Jusqu’ici apanage des proxénètes des gangs d’Amérique du Nord, le marquage des femmes a été observé en Espagne en 2012 lors du démantèlement d’un réseau de proxénètes roumains. Ceux-ci tatouaient sur le corps de leurs victimes (qu’ils désignaient sous les noms de colis et de bagages) un code-barre assorti d’un chiffre.

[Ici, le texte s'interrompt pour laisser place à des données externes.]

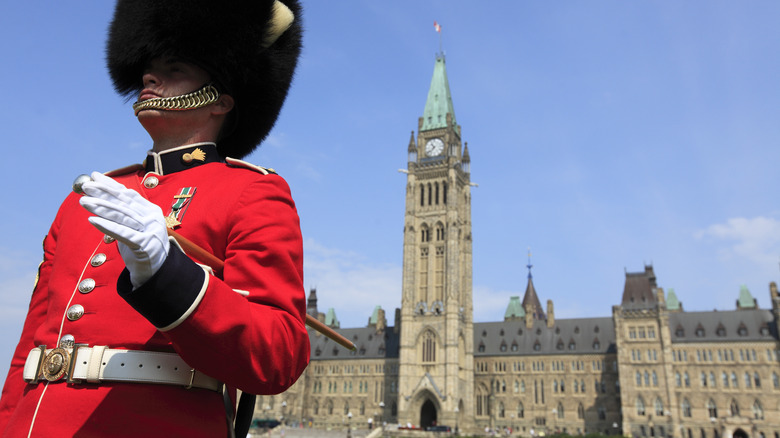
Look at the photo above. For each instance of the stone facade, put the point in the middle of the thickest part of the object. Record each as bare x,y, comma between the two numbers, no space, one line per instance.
648,369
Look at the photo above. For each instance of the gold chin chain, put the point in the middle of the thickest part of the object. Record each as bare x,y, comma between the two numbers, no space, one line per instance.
197,99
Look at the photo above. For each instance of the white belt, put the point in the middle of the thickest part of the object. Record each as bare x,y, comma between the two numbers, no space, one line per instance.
99,363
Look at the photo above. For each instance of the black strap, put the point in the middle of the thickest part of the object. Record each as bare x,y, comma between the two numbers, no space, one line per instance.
244,413
228,412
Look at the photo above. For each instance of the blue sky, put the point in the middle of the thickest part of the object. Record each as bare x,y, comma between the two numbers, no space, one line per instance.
604,135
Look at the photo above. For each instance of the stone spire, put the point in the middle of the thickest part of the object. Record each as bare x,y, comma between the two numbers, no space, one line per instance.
530,297
439,102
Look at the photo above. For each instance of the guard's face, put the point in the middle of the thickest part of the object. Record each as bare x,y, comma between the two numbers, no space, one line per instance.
168,77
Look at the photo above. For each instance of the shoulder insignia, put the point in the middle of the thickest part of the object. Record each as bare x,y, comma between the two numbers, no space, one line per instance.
125,170
240,163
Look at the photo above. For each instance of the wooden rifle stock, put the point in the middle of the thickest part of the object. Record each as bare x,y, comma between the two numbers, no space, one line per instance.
217,265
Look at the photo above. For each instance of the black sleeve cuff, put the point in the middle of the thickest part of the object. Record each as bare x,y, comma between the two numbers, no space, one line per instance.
169,294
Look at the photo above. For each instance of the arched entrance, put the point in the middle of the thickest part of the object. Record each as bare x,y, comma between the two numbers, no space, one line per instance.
428,415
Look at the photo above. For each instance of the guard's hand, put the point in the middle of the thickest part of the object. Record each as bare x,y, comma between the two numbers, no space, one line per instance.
137,224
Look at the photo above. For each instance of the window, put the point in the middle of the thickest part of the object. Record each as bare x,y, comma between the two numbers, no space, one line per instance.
712,409
734,407
429,347
640,406
758,411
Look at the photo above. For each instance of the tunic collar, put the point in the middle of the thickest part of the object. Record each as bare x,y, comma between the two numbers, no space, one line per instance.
181,158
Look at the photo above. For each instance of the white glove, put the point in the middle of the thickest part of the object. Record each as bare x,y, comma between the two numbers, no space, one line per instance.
137,224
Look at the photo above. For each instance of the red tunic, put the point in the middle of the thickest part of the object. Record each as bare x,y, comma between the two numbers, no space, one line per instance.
245,329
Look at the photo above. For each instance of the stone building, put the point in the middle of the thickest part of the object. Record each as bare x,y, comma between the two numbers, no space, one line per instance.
648,369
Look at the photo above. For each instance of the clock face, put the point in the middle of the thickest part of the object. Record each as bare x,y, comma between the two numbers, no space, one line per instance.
434,147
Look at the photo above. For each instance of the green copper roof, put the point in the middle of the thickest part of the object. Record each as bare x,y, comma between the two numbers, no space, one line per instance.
514,309
745,301
672,303
331,320
439,101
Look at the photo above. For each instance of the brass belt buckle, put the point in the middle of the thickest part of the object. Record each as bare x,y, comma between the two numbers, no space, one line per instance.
55,364
59,362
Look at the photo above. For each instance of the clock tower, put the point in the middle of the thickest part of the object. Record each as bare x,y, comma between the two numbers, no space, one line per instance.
436,363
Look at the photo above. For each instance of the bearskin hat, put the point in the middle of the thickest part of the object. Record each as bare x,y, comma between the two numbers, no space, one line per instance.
231,39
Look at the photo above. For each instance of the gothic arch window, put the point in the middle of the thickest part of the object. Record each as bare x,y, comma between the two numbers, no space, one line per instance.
640,406
429,347
758,411
425,233
734,407
712,409
439,232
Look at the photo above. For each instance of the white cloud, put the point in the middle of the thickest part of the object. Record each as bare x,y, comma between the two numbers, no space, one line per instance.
352,285
756,239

Paradoxalement, le marquage des victimes aide parfois les enquêteurs à remonter jusqu’aux proxénètes et représente une pièce à conviction. En 2012 à Chicago, six mois après la condamnation dans la même ville à cinquante ans de prison pour trafic de mineures de Datqunn Sawyer (qui tatouait lui aussi ses victimes), le juge Robert Gettleman a condamné Alex « le Cowboy » Campbell à la prison à perpétuité, une peine alors rare pour proxénétisme. Campbell avait passé à tabac, violé, menacé et contraint à la prostitution des jeunes femmes en situation illégale auxquelles il promettait un métier et un toit, avant de leur confisquer leurs papiers d’identité.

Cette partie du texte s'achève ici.